La bête. Elle s’est insinuée en moi dès l’enfance. Chaque soir de pleine lune, mon père m’attachait dans la grange, priant Dieu que personne ne découvre mon secret, notre secret. L’enfant maudit. L’enfant loup. Et lorsque j’ai épousé Eleanor, paix à son âme, j’ai repris ce rôle en créant moi-même mes liens. Mais cette nuit, les liens ont cédés. Lorsque l’astre céleste luit de toute sa puissance, il n’y a rien qui puisse m’arrêter. Ni cordes, ni chaînes, rien.
Je m’appuie contre le tronc glacé d’un épicéa et reprend mes esprits. Je peux m’en sortir, j’en suis capable. Plus que quelques heures. Ce n’est pas la première fois. Je peux survivre sans tuer. Mais les abysses m’appellent. La pleine lune fait plier ma volonté. A cet instant précis, une flèche perfore mon flanc gauche. Je hurle de toutes mes forces. Un hurlement qui perce la nuit et glace le sang. La douleur se propage aussitôt. Une flèche empoisonnée. Ils ne reculeront devant rien et je comprends alors que cela sera eux ou moi. Je ne voulais pas en arriver là. On me rabâche depuis l’enfance qu’on est toujours responsable de ses actes. Mais c’est faux. Qu’en est-il de la force de l’instinct ?

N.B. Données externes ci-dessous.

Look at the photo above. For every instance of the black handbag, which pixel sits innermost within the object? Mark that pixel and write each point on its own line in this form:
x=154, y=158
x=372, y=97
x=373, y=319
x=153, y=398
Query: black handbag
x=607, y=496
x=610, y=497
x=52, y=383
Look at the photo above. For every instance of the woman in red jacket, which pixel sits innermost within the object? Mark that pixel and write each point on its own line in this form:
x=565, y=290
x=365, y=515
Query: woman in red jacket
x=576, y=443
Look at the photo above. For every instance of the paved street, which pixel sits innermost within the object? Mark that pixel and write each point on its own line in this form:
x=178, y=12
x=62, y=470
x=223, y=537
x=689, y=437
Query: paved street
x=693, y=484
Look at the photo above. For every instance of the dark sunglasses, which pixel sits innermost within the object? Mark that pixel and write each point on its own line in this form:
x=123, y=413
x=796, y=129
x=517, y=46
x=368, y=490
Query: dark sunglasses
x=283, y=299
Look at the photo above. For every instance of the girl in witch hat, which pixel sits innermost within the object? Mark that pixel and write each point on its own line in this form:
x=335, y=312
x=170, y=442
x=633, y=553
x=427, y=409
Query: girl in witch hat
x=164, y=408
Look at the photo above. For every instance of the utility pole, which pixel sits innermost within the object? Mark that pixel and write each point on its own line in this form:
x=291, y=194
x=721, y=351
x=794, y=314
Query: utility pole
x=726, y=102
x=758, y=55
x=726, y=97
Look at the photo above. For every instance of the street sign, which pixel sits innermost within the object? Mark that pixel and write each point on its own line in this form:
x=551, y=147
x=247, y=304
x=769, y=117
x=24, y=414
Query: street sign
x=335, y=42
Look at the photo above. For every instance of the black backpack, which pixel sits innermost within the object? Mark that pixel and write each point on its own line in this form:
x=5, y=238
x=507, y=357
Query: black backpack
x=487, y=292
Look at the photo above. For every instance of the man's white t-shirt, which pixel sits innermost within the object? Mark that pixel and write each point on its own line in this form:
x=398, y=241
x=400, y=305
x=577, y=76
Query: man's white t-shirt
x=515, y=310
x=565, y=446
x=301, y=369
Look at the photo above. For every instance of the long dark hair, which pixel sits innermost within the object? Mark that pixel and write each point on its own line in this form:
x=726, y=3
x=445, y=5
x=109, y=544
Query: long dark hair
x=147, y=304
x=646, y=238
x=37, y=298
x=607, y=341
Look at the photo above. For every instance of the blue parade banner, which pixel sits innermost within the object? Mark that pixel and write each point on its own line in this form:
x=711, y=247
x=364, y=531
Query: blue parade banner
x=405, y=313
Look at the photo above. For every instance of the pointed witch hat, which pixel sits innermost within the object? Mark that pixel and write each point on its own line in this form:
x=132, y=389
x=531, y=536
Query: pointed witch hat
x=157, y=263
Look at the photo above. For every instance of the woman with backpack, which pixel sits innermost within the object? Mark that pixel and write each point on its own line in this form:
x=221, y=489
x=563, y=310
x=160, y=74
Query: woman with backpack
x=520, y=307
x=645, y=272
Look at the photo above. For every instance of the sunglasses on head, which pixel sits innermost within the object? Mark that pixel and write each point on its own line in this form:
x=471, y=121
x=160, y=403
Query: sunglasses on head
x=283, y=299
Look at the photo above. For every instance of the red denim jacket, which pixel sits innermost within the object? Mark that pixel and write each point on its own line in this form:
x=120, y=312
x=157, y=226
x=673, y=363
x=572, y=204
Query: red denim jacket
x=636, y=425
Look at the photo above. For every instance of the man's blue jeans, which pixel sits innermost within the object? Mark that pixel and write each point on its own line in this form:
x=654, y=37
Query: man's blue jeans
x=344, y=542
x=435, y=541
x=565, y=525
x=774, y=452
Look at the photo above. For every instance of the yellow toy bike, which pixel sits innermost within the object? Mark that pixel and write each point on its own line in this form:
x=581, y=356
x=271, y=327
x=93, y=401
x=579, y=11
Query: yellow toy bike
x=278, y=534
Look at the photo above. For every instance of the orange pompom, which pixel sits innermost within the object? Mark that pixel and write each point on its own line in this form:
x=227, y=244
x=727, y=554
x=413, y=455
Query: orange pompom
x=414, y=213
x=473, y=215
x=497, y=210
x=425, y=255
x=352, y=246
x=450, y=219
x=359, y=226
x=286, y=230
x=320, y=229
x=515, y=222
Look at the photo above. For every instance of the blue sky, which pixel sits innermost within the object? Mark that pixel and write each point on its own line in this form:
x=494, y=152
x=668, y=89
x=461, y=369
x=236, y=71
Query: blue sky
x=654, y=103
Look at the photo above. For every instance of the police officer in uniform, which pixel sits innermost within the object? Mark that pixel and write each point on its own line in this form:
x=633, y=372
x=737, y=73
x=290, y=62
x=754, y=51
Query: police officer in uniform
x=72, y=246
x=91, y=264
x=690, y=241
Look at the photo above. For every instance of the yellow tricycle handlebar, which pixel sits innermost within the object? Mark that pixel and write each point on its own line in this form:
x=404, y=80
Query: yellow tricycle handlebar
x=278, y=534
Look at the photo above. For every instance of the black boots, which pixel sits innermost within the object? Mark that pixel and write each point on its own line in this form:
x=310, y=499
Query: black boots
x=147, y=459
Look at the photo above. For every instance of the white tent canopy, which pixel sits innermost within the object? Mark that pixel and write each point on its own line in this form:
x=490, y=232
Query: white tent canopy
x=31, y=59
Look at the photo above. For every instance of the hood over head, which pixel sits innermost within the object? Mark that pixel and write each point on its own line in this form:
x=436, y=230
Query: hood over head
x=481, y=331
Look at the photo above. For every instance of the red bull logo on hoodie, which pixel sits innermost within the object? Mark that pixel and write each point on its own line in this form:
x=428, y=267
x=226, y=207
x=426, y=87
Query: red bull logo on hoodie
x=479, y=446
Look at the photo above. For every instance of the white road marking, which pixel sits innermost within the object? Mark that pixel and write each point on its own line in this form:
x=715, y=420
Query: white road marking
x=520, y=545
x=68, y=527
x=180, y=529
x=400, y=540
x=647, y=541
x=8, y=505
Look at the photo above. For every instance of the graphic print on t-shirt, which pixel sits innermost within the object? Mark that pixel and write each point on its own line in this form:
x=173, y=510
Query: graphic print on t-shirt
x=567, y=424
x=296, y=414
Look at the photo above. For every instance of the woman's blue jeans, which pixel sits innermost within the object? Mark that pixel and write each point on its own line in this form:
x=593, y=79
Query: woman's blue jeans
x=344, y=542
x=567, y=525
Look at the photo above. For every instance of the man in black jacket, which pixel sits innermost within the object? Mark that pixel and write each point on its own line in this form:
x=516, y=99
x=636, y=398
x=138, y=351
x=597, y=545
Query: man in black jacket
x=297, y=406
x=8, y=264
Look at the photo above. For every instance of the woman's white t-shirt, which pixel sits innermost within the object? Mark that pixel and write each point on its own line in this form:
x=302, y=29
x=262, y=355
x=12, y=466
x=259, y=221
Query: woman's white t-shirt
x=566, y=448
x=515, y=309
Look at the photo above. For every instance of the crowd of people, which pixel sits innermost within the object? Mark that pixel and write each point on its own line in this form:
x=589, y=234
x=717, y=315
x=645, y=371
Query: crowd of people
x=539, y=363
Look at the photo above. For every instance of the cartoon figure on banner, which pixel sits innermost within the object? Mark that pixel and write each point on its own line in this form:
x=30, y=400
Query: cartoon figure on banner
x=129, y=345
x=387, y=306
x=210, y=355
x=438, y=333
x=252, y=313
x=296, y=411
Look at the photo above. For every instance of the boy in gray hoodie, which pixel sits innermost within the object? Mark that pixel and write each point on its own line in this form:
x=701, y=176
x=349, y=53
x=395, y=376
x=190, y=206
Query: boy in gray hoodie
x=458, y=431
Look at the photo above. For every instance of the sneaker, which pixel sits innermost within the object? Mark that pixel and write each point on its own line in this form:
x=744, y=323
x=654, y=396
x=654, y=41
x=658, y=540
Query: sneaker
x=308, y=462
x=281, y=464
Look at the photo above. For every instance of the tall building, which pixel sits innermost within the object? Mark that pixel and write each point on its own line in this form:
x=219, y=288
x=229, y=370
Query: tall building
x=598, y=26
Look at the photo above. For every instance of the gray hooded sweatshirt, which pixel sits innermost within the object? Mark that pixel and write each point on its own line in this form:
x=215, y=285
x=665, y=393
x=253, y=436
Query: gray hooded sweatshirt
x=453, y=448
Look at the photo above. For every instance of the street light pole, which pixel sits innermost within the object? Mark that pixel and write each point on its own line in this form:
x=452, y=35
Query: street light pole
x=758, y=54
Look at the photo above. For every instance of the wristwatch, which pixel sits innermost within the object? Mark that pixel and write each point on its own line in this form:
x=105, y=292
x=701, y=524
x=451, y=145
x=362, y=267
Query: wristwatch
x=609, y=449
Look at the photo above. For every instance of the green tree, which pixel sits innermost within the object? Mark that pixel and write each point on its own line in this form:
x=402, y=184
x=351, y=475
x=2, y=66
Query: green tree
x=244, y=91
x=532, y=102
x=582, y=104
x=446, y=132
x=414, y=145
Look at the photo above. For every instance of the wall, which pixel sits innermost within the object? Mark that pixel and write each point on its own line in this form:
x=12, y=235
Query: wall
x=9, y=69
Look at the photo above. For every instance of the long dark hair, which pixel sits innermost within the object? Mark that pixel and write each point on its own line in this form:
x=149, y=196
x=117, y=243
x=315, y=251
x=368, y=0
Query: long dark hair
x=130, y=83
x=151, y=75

Le craquement de la neige sous leurs pas. Des aboiements. Les torches qui dansent entre les troncs. Ils doivent être une dizaine. Blessé, je ne fais pas le poids. Je suis cerné. Lorsque la mâchoire du dogue se referme sur ma jambe, je perds toute raison. Mes crocs se plantent dans son dos et déchirent l’animal. Dans un glapissement de douleur, le chien tombe à terre, mort. Imbécile ! Tu croyais l’emporter? Un flocon vient se déposer délicatement sur son corps encore chaud. Et alors, l’idée m’apparaît. Sans réfléchir, je me précipite à travers un fourré de ronces et distance les villageois autant que possible. Le poison lance des vagues de douleur dans mon échine mais je n’abandonne pas. Ils ne m’auront pas. Je vois une légère colline, la dévale et saisis ma chance. Je creuse le sol gelé avec mes griffes et ma rage. La terre est dure comme de la pierre mais finit par céder. Alors qu’enfin j’ai formé un semblant de trou, je m’allonge dedans et me recouvre de neige à l’aide de mes membres difformes. Leurs voix se rapprochent et je discerne celle de Paul, le fils du chef du village, un type honnête avec qui je fais affaire régulièrement. Mais dans cette nuit glaciale de janvier, seul le froid est mon allié. Les rafales achèvent mon travail de camouflage et je deviens neige.
Silence. Patience. Je ne donne pas cher de ma peau s’ils me découvrent mais ils subiront aussi des dégâts, c’est certain. Je prie Mère Nature de me protéger alors que je contiens mon envie sanguine de les mettre en pièce, de me repaître de leurs organes, de les faire payer pour toutes leurs injustices. Ce sont les mêmes hommes qui, deux mois plus tôt, ont brûlé les sorcières du bois de Villan. Tout ce qui ne leur ressemble pas doit disparaître. Leurs pas se rapprochent mais leurs voix se sont tues. Je sens la peur monter en eux. Leur cœur qui bat de plus en plus vite. Lorsque l’un d’eux découvre le dogue, il ne peut s’empêcher de lâcher un cri. Il s’agenouille auprès de son chien et se met à pleurer alors que les autres montent la garde. Je rêve de voir la terreur dans leurs yeux mais je me suis promis de contrôler la bête. Je les entends se disperser et pendant quelques instants, le seul son qui me parvient est celui de la neige qui se dépose sur moi comme un manteau funèbre. Mon corps lutte contre la substance qui s’y est infiltré. Je retiens mes gémissements, me concentre sur ma respiration.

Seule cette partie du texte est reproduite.